Ketika “Islam” Menjadi Topeng

by google


Makassar 2 Juni 2013

                Perlahan sore beranjak dari peraduan, mulai digantikan dengan senja yang lahir dari kebangkitan malam. Di dalam ruangan yang tak lebih luas dari kamar mewah, aku duduk bersila memandang tajam ke arah layar kaca yang berukuran 14 inci. Gambar yang bergerak gerak dilengkapi audio yang mulai kedengaran nyaring menambah sempurnanya soreku hari ini.
                Jam di telepon genggamku menunjukkan 18.17 wita ketika aku memperhatikan pemberitaan yang disajikan salah satu stasiun televisi. Ini bukan gosip tentang Asyanti dan Anang, atau cerita tentang Eyang Subur versus Adi Bing Slamet yang beberapa minggu terakhir marak diberitakan. Tapi, ini mengenai nasib bangsa yang sebentar lagi akan menemui masa kehancurannya.
                Bagaimana tidak?
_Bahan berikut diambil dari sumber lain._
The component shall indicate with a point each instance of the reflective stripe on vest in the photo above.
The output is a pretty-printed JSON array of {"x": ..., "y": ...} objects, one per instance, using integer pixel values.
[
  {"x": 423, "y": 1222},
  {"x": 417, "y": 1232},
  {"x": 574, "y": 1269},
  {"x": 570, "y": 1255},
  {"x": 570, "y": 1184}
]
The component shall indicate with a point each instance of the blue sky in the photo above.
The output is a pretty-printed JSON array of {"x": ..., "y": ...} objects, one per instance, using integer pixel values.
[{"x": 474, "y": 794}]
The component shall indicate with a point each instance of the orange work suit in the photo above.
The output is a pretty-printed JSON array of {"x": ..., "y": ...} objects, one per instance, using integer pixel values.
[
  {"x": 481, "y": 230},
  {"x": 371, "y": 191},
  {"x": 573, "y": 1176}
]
Seorang politisi dari Partai islam terang-terangan terangkap basah membagi bagikan uang korupsi kepada beberapa perempuan. Padahal, Partai Islam yang disangka memiliki kader yang paham tentang nilai nilai luhur Islam, yang khatam mengenai moralitas ummat, malah kadernya boleh dikata tidak mempraktekkan nilai luhur itu, apalagi tentang moral.
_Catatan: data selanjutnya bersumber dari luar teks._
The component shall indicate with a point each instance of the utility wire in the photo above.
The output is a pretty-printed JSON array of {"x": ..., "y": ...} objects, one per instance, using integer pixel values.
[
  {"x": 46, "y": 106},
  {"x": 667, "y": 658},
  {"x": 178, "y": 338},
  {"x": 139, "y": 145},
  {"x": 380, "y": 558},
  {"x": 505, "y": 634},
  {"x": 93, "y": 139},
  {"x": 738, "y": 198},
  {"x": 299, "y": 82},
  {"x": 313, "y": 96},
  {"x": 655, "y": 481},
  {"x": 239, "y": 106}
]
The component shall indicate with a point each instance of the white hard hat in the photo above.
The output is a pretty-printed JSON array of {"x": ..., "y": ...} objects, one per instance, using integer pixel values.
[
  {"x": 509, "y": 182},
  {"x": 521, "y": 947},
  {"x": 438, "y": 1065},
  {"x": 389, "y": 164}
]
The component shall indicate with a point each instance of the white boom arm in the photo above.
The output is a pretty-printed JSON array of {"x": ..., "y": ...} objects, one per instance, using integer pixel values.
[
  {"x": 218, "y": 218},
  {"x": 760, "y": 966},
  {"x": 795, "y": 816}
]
                Beberapa hal yang mungkin menjadi PR bagi bangsa. Pertama, Agama bukan menjadi identitas yang akan membedakan antara manusia keji dan manusia berbudi pekerti. Sering kali kita menemukan judgement dari kebanyakan orang, bahwa semakin baik agama seseorang maka semaikn baik pula akhlaknya. Yang menjadi catatan di sini adalah “semakin baik agama”, lalu dengan cara apa kita ingin menilai baiknya agama seseorang?
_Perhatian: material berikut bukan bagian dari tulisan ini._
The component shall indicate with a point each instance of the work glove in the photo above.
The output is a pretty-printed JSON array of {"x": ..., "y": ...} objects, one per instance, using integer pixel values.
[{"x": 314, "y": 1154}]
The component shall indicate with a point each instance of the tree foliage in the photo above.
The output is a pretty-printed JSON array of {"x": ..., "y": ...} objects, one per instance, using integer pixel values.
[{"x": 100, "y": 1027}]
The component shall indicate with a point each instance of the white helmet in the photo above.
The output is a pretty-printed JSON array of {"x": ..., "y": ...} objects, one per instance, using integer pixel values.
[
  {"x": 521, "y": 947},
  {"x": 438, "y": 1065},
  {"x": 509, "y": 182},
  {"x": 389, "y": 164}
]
                Pertanyaan ini sering kali mengantarkan kita kepada penilai yang sangat empirik. Katanya, orang  yang sholatnya rutin lima kali sehari, puasa penuh di Bulan Ramadhan dan menyantuni kaum fakir adalah tolak ukur untuk menghukumi seseorang dengan predikat “agama yang baik”. Lantas, apa jadinya ketika orang yang kita tuduhkan memiliki agama yang baik itu hanya menampilkan hal yang utopis, memperlihatkan kepura-puraan? Matilah kita, diperbudak oleh kebodohan yang dibodoh-bodohkan.
                Intinya, penilaian empirik bukanlah menjadi ukuran untuk menilai seseorang karena Islam bukanlah Agama yang hadir dengan keimanan yang empirik.
                Kedua,label Islam tidak serta merta membuat kita jauh percaya kepada partai atau komunitas yang menjadikan islam sebagai objek yang dipasang pada sebuah nama komunitas tersebut. Apa jadinya, ketika nama Islam hanya dijadikan sebagai pancingan untuk mengajak banyak orang agar bergabung ke dalam sebuah komunitas tersebut? Lagi-lagi, jangan terkeco dengan label Islam, telusuri lebih mendalam dan cari tahu apa dan siapa komunitas tersebut.
                Ketiga, yang tak kalah pentingnya adalah berpengetahuan. Dengan pengetahuan kita bisa membedakan mana yang pantas mendapatkan predikat islam dan mana yang mendekati atau masih jauh dari kepantasan.